Parents and caregivers will no longer be needed to notify schools about positive test results for close contact notification. However, students will be required to remain at home for the duration of their isolation.
Current public health orders in Saskatchewan, including indoor masking, proof of vaccination, and negative test requirements, will remain in effect until the end of February.
According to Dr. Saqib Shahab, the provincial chief medical health officer, getting vaccinated, including a booster shot, will be critical in managing the pandemic in the future.
According to the CBC’s vaccine tracker, the provincial rate of individuals 18 and older who have got third doses is 47.79 percent. Manitoba, Ontario, Quebec, Nova Scotia, Newfoundland, the Northwest Territories, and Yukon are Saskatchewan.
‘A string of misfortunes’
According to NDP Leader Ryan Meili, the govt’s decisions during the Omicron wave have been a “series of disappointments.”
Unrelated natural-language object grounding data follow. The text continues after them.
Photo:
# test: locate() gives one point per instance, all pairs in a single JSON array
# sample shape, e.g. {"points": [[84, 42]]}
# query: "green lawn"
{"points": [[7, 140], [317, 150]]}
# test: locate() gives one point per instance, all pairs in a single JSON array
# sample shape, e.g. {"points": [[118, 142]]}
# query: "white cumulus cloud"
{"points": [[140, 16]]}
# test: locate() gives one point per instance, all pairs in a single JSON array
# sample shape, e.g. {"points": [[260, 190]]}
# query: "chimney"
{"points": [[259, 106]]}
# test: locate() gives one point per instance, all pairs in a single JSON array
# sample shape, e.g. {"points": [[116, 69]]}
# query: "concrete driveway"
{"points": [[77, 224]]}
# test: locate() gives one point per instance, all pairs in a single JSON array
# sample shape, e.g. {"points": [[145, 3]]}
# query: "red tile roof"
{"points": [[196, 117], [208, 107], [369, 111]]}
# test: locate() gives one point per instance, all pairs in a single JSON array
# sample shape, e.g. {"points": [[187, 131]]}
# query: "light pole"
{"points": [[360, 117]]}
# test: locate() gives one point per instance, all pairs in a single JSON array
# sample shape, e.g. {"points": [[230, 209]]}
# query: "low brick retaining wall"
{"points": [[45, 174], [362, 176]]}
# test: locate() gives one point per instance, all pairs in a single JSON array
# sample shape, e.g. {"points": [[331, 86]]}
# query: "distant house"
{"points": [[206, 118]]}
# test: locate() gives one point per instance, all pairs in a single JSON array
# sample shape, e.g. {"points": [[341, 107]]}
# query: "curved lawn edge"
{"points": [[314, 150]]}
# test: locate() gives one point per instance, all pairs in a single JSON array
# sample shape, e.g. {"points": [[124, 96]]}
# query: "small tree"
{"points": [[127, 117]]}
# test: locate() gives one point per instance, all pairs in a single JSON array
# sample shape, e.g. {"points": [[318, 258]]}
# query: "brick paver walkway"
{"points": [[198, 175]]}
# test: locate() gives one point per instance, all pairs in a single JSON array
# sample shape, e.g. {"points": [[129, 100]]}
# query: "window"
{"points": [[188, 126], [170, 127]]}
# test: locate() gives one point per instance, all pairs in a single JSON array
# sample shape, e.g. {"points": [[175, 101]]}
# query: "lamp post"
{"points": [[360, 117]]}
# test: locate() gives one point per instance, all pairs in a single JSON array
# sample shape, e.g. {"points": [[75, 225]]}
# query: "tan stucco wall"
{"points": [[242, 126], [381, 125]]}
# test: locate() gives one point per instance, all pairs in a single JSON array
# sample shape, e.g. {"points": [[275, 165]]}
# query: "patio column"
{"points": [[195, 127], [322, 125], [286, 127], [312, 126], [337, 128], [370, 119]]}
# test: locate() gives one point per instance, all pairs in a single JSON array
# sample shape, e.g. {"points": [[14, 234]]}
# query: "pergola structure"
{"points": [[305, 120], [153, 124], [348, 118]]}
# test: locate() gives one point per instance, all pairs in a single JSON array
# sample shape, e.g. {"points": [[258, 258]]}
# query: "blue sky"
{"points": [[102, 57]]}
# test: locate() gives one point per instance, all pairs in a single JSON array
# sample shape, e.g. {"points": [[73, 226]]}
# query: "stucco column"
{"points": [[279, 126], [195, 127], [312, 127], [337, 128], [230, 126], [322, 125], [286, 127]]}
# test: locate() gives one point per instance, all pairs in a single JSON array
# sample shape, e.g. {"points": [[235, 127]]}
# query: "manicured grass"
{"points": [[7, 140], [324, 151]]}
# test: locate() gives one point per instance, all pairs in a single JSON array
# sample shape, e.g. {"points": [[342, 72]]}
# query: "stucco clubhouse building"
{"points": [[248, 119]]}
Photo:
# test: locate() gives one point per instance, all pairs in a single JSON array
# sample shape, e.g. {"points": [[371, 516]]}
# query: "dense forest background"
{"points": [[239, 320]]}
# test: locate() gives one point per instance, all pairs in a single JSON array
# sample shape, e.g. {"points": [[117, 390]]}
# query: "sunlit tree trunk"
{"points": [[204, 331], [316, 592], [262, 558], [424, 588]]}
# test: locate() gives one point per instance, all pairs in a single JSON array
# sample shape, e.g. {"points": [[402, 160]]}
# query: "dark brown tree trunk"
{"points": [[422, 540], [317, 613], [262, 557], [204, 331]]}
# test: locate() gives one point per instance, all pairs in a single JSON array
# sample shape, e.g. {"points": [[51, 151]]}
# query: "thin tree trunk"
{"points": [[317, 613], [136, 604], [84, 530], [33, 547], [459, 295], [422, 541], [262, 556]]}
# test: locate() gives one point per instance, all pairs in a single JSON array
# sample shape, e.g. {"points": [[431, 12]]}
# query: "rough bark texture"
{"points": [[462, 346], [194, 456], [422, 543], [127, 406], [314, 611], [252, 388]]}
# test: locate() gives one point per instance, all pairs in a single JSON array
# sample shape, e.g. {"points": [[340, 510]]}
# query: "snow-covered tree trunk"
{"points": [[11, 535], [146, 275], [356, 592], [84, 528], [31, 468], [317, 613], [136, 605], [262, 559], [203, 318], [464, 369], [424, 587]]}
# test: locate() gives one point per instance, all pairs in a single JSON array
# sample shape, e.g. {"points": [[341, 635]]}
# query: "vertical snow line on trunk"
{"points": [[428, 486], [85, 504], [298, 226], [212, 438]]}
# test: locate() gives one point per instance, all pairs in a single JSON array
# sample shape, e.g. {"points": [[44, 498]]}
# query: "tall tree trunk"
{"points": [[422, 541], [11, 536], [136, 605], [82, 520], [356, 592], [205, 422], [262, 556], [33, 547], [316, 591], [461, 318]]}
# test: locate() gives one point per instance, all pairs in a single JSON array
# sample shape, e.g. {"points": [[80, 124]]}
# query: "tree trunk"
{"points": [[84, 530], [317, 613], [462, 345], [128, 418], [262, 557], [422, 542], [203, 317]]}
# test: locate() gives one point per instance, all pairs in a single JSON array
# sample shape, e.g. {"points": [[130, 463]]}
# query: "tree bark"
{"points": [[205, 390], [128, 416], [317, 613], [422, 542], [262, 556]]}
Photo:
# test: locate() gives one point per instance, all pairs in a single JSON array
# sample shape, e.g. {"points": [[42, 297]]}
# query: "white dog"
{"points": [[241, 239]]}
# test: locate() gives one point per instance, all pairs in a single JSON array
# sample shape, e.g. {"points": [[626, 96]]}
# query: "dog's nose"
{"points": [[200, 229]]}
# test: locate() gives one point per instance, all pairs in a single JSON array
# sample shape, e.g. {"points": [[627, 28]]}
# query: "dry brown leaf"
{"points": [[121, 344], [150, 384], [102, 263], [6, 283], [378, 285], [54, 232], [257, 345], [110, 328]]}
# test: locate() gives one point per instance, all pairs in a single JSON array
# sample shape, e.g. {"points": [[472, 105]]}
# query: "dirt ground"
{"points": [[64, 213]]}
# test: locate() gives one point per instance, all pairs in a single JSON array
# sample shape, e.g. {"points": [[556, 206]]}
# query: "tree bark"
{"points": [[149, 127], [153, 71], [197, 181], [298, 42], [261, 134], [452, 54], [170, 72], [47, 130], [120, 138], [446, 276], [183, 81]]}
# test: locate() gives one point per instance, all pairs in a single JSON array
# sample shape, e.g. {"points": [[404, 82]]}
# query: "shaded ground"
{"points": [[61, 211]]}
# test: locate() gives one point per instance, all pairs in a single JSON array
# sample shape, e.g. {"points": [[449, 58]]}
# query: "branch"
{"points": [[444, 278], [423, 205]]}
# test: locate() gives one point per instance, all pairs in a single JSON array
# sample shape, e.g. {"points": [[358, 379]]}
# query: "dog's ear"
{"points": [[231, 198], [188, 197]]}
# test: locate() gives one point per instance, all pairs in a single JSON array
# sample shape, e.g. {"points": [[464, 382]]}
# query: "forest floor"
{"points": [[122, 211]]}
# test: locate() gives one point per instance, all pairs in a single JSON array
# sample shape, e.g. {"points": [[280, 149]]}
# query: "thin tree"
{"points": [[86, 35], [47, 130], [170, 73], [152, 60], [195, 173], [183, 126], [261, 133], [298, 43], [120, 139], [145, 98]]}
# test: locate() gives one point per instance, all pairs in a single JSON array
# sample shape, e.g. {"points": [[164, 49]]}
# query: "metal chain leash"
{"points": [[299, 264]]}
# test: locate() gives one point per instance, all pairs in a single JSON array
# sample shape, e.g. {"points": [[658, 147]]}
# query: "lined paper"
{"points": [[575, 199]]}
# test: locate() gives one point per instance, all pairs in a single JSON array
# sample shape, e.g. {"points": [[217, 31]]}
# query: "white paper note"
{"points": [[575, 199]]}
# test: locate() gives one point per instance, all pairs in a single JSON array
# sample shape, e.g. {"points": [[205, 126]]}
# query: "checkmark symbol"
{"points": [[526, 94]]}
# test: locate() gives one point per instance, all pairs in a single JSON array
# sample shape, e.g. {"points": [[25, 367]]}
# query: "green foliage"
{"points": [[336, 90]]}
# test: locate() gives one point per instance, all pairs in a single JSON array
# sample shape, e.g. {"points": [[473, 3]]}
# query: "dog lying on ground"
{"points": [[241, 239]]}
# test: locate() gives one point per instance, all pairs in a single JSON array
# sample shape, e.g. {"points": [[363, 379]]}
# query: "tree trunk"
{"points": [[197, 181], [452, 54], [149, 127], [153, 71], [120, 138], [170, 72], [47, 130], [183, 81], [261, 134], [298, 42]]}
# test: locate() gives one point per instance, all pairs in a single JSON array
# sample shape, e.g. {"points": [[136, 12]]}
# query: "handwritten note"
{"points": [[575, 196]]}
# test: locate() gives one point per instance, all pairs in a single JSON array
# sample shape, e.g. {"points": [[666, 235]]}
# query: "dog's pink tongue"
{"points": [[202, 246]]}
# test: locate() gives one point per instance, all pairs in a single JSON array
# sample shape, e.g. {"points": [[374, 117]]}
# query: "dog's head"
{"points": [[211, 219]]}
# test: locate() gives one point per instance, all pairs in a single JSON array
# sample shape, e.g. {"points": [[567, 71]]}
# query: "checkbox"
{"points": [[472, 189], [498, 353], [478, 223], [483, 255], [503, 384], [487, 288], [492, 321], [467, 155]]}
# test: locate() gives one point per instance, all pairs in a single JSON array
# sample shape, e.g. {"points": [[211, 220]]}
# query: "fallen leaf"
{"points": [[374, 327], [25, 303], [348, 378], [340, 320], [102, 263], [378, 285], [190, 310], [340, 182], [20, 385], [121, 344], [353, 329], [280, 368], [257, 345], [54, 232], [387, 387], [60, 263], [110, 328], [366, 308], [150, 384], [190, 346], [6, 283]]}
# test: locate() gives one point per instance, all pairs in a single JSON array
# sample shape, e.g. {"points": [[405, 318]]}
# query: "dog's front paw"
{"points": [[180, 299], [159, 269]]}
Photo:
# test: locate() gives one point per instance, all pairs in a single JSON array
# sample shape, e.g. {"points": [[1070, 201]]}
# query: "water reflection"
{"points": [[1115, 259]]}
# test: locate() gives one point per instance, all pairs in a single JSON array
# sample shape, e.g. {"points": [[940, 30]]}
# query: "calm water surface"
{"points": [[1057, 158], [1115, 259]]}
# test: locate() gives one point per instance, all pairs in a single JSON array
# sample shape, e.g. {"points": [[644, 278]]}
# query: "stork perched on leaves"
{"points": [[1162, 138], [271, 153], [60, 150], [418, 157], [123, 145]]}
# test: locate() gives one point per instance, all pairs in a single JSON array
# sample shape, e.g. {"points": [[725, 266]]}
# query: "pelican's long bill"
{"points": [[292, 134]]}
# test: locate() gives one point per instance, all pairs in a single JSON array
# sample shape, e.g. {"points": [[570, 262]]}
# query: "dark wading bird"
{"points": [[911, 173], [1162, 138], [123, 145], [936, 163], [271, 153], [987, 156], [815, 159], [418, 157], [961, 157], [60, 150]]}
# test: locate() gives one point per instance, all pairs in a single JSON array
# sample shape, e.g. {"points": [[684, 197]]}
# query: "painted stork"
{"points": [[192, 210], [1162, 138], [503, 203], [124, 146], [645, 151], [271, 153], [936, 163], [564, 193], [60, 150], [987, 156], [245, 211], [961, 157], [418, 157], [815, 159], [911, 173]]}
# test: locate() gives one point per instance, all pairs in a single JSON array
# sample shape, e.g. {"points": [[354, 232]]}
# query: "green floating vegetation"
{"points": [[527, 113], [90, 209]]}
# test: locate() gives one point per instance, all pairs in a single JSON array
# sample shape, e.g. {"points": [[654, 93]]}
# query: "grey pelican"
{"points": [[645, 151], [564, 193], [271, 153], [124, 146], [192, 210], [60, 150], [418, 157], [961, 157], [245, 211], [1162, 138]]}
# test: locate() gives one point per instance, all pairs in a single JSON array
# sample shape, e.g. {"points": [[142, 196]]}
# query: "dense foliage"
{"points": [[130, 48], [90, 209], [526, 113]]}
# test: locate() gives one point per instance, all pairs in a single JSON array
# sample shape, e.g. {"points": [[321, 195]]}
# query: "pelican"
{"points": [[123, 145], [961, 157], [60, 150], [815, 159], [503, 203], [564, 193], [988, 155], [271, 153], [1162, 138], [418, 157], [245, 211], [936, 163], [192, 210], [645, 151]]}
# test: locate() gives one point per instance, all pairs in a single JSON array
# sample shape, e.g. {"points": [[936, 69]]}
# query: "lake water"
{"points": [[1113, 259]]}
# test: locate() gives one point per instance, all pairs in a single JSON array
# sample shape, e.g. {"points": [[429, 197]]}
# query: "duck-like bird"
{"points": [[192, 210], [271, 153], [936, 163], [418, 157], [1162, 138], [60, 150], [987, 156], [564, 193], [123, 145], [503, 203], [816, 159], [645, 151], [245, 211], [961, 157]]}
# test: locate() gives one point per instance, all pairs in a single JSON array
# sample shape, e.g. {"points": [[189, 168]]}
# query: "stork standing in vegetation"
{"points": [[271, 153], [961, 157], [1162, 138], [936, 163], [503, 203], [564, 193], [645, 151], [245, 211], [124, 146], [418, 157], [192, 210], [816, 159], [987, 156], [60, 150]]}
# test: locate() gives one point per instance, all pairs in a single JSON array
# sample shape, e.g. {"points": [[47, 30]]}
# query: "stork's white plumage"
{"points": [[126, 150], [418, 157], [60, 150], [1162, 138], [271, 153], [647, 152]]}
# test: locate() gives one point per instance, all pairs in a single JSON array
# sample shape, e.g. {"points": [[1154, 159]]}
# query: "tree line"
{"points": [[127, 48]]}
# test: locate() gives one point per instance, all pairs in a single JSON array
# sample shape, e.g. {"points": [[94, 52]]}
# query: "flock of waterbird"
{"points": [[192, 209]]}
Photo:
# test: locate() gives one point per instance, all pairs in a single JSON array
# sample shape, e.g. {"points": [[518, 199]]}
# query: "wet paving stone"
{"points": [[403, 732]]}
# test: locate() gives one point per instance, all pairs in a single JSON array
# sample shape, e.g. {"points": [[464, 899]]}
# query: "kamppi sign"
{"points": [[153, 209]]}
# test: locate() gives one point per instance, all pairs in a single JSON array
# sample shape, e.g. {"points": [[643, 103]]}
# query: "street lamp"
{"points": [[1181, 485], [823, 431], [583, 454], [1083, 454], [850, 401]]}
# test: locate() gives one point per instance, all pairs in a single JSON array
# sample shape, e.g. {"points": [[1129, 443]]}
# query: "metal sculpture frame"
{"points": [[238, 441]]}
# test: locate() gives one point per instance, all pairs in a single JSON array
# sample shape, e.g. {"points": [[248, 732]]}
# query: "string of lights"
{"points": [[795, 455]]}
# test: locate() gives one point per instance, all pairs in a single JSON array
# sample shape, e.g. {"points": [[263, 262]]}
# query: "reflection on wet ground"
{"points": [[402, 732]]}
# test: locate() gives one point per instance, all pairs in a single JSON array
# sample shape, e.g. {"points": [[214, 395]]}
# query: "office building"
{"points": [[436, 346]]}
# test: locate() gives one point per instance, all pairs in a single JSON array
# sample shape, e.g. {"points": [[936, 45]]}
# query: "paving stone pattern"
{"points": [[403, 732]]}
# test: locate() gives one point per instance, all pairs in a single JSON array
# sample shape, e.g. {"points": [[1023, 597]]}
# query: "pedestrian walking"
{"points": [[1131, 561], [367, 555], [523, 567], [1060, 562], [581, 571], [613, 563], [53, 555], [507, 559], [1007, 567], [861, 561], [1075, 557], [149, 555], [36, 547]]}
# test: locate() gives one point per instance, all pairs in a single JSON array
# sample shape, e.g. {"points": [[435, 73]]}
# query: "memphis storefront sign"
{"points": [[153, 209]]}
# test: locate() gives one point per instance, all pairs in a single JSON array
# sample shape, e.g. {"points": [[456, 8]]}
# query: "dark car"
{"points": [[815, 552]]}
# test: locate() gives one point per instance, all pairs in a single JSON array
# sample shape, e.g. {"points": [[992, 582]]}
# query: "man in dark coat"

At a press conference on Thursday afternoon, Meili stated, “Scott Moe, as well as his choices, are actively working on expanding Omicron.”
Dr. Alex Wong, an infectious infection specialist in Regina, believes that eliminating case notification in schools, eliminating the requirement for close contacts to self-isolate, and shortening the self-isolation period are all steps implemented too soon.
“Every jurisdiction globally is thinking about what the fresh normal will look like, and we also have to figure out what it will look like… Having said that, the conflict for me is that we’re currently amid our Omicron surge, “Wong told CBC News about it.
COVID-19-related hospitalizations in Saskatchewan have surpassed levels not seen since the province’s fourth wave peaked, and there is no sign of them slowing down.
Relaxing isolation protocols and failing to notify schools of COVID cases, according to Wong, “facilitates the virus’s spread.”
“All I wish we could have done was wait a few more weeks,” Wong said.